I (hello, I'm Karim, how are you?) have been tinkering with the freshest and most modern way of building a website in 2019. Because it's fun, and also because I actually needed a website for Grafig, my company.
Back in the time (2000s), it was rather fiddly to write up some HTML / CSS and upload that through an FTP client on some web hosting provider. Not cheap as well, unless you were happy to have ads on your own website.
I have been involved with websites since that time and tooling has evolved to something rather nice, clean and cool.
Were considered: Gatsby, Next.js, Hugo (go), Jekyll (ruby) and some others. For a split second, I was also tempted to open Wordpress' and Drupal's official websites to check out what has changed in the last 10 years.
The tiny problem is that everyone comes with some biases, some conscious and some more unconscious ones. Because I've been heavily involved in all things JavaScript since 2008, all the way to today's shiny TypeScript, I thought that picking something that's neat and fast in node would be good for many different reasons. If it had GraphQL, even better.
It didn't take long to check out Gatsby's static site architecture to understand that it was very versatile, and elegant.
Next, you need to get that system running online with all the things you'd expect from a modern host: SSL, CDN, DNS, CI, CD, serverless execution (lamdas, functions). All this automated, please. Oh, and free! Hey, can you also throw in all the other non-functional requirements? Reliability, speed, etc?
You get the picture. The great and only one that matches all these (rather crazy) requirements is Netlify. A second contender was Zeit's offering, but Netlify seemed to be the best choice at the time due to more generous quotas on the free tier and the sheer number of features.
Setting up Gatsby and Netlify was rather straightforward. You just need to follow the existing documentation that was up to date and flawless.

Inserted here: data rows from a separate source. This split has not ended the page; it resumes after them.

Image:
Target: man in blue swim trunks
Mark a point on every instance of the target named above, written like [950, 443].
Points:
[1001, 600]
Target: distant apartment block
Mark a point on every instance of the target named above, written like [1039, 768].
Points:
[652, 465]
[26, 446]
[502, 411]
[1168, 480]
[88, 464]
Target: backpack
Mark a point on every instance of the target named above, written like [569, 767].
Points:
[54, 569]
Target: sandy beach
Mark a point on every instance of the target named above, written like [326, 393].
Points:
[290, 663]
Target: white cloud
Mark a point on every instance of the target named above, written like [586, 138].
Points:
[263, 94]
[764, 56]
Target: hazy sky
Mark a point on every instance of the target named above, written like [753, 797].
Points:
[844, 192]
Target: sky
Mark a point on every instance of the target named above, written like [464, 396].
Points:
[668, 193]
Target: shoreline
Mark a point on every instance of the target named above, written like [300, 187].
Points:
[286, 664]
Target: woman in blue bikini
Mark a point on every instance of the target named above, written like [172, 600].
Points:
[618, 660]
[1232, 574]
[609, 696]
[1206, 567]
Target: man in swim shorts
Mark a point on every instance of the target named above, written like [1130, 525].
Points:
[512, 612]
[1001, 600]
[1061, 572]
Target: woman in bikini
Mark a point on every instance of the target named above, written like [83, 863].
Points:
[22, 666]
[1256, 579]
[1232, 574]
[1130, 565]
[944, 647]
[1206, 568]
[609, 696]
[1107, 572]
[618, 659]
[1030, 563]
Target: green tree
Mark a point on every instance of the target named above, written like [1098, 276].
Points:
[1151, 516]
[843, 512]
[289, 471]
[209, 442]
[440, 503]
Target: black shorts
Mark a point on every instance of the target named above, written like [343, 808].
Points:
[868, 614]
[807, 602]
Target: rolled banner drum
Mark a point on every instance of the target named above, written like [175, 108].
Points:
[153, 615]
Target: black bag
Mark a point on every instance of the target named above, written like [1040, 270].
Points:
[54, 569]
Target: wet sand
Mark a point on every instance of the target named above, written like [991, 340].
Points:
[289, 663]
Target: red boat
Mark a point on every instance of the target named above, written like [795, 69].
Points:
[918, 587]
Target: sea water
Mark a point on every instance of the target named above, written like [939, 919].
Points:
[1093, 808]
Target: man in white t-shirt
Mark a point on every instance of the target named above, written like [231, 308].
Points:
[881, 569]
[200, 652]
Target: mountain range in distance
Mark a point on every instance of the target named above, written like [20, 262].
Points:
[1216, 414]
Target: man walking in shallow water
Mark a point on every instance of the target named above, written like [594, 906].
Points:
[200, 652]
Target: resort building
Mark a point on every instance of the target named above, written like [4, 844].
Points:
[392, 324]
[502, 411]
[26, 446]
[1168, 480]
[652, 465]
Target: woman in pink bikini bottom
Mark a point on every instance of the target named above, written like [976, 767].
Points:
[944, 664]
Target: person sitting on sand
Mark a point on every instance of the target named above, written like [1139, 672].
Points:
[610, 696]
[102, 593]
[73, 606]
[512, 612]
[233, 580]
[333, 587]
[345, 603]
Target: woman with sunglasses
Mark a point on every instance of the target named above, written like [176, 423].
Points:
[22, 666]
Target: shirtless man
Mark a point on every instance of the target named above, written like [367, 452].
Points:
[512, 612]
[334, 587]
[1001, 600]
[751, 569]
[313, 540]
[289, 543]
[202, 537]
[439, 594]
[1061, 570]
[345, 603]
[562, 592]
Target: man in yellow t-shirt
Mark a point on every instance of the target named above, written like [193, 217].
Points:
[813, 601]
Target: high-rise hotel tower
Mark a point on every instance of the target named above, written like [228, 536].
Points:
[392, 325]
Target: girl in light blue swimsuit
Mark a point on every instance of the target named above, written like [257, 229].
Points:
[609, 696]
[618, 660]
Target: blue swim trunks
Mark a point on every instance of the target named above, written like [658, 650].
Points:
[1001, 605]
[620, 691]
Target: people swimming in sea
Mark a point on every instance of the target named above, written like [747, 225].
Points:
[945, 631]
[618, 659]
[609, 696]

Next: using the serverless functions to integrate the contact form, which also uses reCAPTCHA for good measure. Nothing special here, a bit of configuration and all is well. To send emails, SendGrid's API remains my all time favourite option as the documentation and the offering are quite rich. They also provide email templates which are easy to use and customisable to your heart's content.

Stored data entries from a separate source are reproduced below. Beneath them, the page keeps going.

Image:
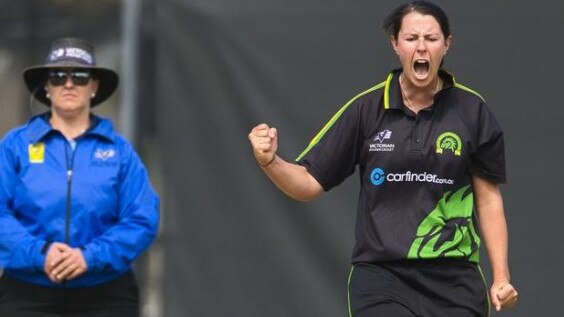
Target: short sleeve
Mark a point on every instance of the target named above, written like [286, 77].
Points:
[332, 154]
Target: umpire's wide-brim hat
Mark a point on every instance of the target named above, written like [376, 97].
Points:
[74, 53]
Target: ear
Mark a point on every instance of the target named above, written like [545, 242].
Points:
[95, 84]
[448, 42]
[394, 43]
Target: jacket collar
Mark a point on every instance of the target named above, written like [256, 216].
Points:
[38, 128]
[392, 90]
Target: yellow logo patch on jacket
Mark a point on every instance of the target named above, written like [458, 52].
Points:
[36, 152]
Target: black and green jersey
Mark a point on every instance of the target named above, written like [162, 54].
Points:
[416, 198]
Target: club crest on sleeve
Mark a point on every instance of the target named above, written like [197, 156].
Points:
[104, 157]
[449, 141]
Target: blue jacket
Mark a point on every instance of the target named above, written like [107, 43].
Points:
[96, 197]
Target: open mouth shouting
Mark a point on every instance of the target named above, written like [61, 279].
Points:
[421, 68]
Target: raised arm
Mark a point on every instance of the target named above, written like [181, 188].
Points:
[489, 205]
[292, 179]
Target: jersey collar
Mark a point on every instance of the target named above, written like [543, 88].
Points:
[38, 128]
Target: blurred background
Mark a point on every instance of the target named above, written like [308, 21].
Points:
[197, 75]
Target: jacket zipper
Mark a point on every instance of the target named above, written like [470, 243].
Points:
[70, 163]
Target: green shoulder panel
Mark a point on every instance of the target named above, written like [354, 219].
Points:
[336, 117]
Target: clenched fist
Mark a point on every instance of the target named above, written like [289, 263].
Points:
[264, 141]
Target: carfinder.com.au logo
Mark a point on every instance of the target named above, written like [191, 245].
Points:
[377, 177]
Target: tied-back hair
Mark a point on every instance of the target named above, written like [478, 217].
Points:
[392, 23]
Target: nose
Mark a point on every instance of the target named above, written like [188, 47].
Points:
[68, 81]
[421, 46]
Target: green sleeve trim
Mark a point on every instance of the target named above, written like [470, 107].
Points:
[387, 90]
[336, 117]
[457, 85]
[349, 291]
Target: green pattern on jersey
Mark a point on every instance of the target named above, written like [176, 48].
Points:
[448, 231]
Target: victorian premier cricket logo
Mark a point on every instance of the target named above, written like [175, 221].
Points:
[449, 141]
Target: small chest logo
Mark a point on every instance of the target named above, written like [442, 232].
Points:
[104, 155]
[449, 141]
[379, 145]
[36, 152]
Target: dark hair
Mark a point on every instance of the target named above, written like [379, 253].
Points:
[392, 23]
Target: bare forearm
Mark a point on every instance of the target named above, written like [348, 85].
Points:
[489, 204]
[494, 231]
[293, 179]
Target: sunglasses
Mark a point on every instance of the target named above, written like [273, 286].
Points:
[78, 77]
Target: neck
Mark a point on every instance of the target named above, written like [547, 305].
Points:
[416, 98]
[70, 127]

Data! Of course. Gatsby can get data from virtually anywhere. And this site required basic Markdown files for blog posts. Through GraphQL, Gatsby exposes any front matter of my choice and the HTML version of the Markdown source, which saves time. If I need to use my own parsers, I'd just pick the raw source and apply any filters, but we're not there yet.
I was about to use a headless CMS (Ghost, Netlify CMS or Strapi), which are all open source. But when one digs deeper, they're either too time consuming to configure or not trivial to deploy. Since I use my computer all the time, I thought of using a local version of these but they still would require some configuration. No configuration is the best configuration, so I looked at Markdown editors. It turns out that there are quite a few, some in browser, some as Mac Apps (more often than not, Electron based). I've settled for Mark Text for now, from which I have been writing this first blog post and I must admit that I'm enjoying it.

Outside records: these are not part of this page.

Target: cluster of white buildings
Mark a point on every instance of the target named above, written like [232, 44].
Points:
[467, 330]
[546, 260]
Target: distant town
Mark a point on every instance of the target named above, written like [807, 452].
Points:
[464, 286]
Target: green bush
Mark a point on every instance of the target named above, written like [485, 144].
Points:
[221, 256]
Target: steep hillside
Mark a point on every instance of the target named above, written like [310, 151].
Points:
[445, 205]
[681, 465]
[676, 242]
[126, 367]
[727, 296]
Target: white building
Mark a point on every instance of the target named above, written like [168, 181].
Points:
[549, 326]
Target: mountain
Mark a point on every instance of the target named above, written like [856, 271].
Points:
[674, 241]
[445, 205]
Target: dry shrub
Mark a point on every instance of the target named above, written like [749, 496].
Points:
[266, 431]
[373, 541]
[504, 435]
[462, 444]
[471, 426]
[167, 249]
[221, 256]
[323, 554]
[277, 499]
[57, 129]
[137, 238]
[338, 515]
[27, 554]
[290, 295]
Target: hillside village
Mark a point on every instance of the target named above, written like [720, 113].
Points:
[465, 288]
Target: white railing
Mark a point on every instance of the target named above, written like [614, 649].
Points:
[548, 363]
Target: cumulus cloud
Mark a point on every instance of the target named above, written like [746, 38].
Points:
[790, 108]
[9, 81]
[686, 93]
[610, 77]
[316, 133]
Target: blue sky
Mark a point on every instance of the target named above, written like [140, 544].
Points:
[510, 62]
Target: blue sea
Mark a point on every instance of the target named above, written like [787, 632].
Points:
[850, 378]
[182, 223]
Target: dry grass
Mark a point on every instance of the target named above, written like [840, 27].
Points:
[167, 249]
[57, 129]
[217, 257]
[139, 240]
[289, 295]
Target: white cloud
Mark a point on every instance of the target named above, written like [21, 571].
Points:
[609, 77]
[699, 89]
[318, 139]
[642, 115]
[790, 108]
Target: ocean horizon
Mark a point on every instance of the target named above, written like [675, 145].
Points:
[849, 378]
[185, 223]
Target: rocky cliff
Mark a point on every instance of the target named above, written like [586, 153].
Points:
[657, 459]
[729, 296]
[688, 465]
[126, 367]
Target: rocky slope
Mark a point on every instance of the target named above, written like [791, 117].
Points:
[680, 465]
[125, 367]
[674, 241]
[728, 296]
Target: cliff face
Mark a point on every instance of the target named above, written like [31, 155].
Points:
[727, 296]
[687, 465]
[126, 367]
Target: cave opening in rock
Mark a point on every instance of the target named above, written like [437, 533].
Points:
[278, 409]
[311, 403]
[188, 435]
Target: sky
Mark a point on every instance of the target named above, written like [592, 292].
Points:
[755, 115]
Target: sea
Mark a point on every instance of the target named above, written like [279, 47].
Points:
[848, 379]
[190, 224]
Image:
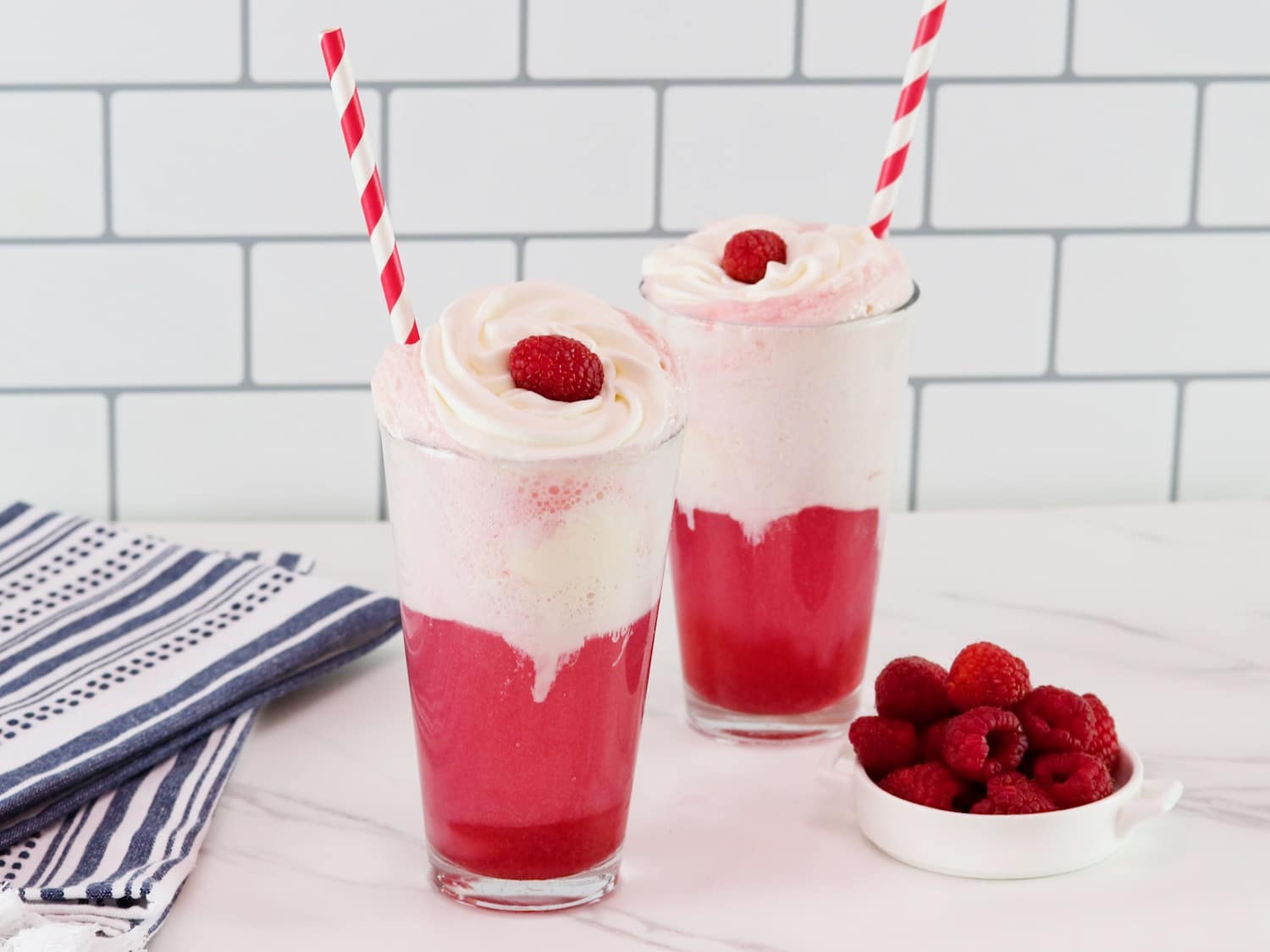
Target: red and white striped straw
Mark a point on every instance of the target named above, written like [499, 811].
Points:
[366, 177]
[906, 116]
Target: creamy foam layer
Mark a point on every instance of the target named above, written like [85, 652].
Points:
[472, 398]
[541, 522]
[787, 418]
[545, 553]
[832, 273]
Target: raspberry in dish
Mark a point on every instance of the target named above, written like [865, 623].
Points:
[932, 740]
[883, 744]
[929, 784]
[914, 690]
[987, 675]
[983, 743]
[556, 367]
[1072, 779]
[1013, 794]
[1104, 744]
[747, 254]
[1056, 720]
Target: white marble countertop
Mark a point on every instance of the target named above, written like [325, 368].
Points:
[1163, 611]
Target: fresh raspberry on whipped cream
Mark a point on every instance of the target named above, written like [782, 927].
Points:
[748, 253]
[556, 367]
[828, 273]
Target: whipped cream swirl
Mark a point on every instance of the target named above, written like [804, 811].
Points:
[465, 362]
[832, 273]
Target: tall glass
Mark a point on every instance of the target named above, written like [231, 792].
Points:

Of course, all this didn't happen in a single day. I've used my spare time (that is, after work, during commute, weekend time and even in between gym session rest times) amidst this busy festive period to fit all that together.
It's quite rewarding and, I hope, useful to some of you coming here (how did you get here?) to read about a mad scientists professional engineer's endeavours, and which technology to use for 2020.
What's next? Well, making this website's presentation as elegant as its technical solution. Wish me luck.